Use openInMemory for all unit and widget tests. It is faster than a file-backed database because no OPFS or filesystem I/O is involved, and it produces no test artifacts that need to be deleted.
Basic usage
import 'package:cindel/cindel.dart';
import 'package:test/test.dart';
test('stores users', () async {
final db = await Cindel.openInMemory(schemas: [UserSchema]);
addTearDown(db.close);
final user = User()
..email = 'ada@example.com'
..name = 'Ada';
await db.users.put(user);
expect(await db.users.get(user.dbId), isNotNull);
});
Register addTearDown(db.close) immediately after opening the database. The test framework calls it automatically after the test body completes, whether the test passes or fails, so the database is always released.
In-memory databases do not persist across close() and a subsequent open() call. Every openInMemory returns a fresh, empty database. If you need data from one test to be present in another, put it inside the same test or in a setUp block.

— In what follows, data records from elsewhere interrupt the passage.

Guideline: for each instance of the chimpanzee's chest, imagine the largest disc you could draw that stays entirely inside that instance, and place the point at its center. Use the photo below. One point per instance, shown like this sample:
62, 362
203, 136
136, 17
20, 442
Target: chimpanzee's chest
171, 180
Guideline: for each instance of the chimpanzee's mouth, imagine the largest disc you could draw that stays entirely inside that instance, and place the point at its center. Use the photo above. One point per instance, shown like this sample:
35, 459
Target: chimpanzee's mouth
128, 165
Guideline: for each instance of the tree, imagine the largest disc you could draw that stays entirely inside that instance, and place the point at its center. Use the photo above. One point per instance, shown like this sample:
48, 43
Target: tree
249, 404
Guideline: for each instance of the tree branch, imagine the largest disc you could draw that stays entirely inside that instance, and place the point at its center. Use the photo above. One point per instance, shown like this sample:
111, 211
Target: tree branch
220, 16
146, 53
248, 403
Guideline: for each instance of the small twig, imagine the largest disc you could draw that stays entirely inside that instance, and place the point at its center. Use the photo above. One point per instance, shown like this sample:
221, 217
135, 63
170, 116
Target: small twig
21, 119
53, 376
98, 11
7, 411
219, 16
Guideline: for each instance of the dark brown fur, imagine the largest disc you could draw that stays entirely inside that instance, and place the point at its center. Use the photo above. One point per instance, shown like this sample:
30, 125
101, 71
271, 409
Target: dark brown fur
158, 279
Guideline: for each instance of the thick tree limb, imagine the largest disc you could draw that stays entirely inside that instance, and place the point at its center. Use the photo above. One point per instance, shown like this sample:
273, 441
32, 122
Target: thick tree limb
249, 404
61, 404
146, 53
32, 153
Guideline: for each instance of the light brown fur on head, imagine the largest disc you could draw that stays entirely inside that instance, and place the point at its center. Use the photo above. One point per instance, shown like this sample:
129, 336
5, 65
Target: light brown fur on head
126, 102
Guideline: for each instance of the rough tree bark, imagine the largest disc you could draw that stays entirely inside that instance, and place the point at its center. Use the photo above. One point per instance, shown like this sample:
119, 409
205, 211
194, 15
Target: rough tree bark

Cleanup in plain Dart tests
For plain Dart tests using the test package without Flutter’s addTearDown, use tearDown or tearDownAll:
import 'package:cindel/cindel.dart';
import 'package:test/test.dart';
void main() {
late CindelDatabase db;
setUp(() async {
db = await Cindel.openInMemory(schemas: [UserSchema]);
});
tearDown(() async {
await db.close();
});
test('returns null for missing id', () async {
final result = await db.users.get(999);
expect(result, isNull);
});
test('stores and retrieves a user', () async {
final user = User()
..email = 'grace@example.com'
..name = 'Grace Hopper';
await db.users.put(user);
final saved = await db.users.get(user.dbId);
expect(saved, isNotNull);
expect(saved!.email, 'grace@example.com');
});
}
Testing a specific backend
openInMemory defaults to the same backend as Cindel.open — MDBX on native platforms. To test the SQLite code path explicitly, pass backend: CindelStorageBackend.sqlite:
test('stores users on SQLite', () async {
final db = await Cindel.openInMemory(
schemas: [UserSchema],
backend: CindelStorageBackend.sqlite,
);
addTearDown(db.close);
final user = User()
..email = 'ada@example.com'
..name = 'Ada';
await db.users.put(user);
expect(await db.users.get(user.dbId), isNotNull);
});
This is useful when you want to verify that your queries and transactions behave identically on both backends, or when you are specifically targeting the SQLite path in production.
Testing watchers
Watchers work the same way with in-memory databases. Emit a change, then verify the stream:
test('watcher fires after put', () async {
final db = await Cindel.openInMemory(schemas: [UserSchema]);
addTearDown(db.close);
final user = User()
..email = 'ada@example.com'
..name = 'Ada';
await db.users.put(user);
final event = await db.users
.watchObject(user.dbId)
.first;
expect(event, isNotNull);
expect(event!.email, 'ada@example.com');
});
Testing migrations
Migrations require a file-backed database because they involve close, schema upgrade, and reopen. Use a temporary directory and clean it up after the test:
import 'dart:io';
import 'package:cindel/cindel.dart';
import 'package:test/test.dart';
test('migrates users from v1 to v2', () async {
final dir = await Directory.systemTemp.createTemp('cindel_test_');
addTearDown(() => dir.delete(recursive: true));
// Open with old schema and seed data.
final v1 = await Cindel.open(
directory: dir.path,
schemas: [OldUserSchema],
);
await v1.oldUsers.put(OldUser()..email = 'ada@example.com');
await v1.close();
// Reopen with migration plan and new schema.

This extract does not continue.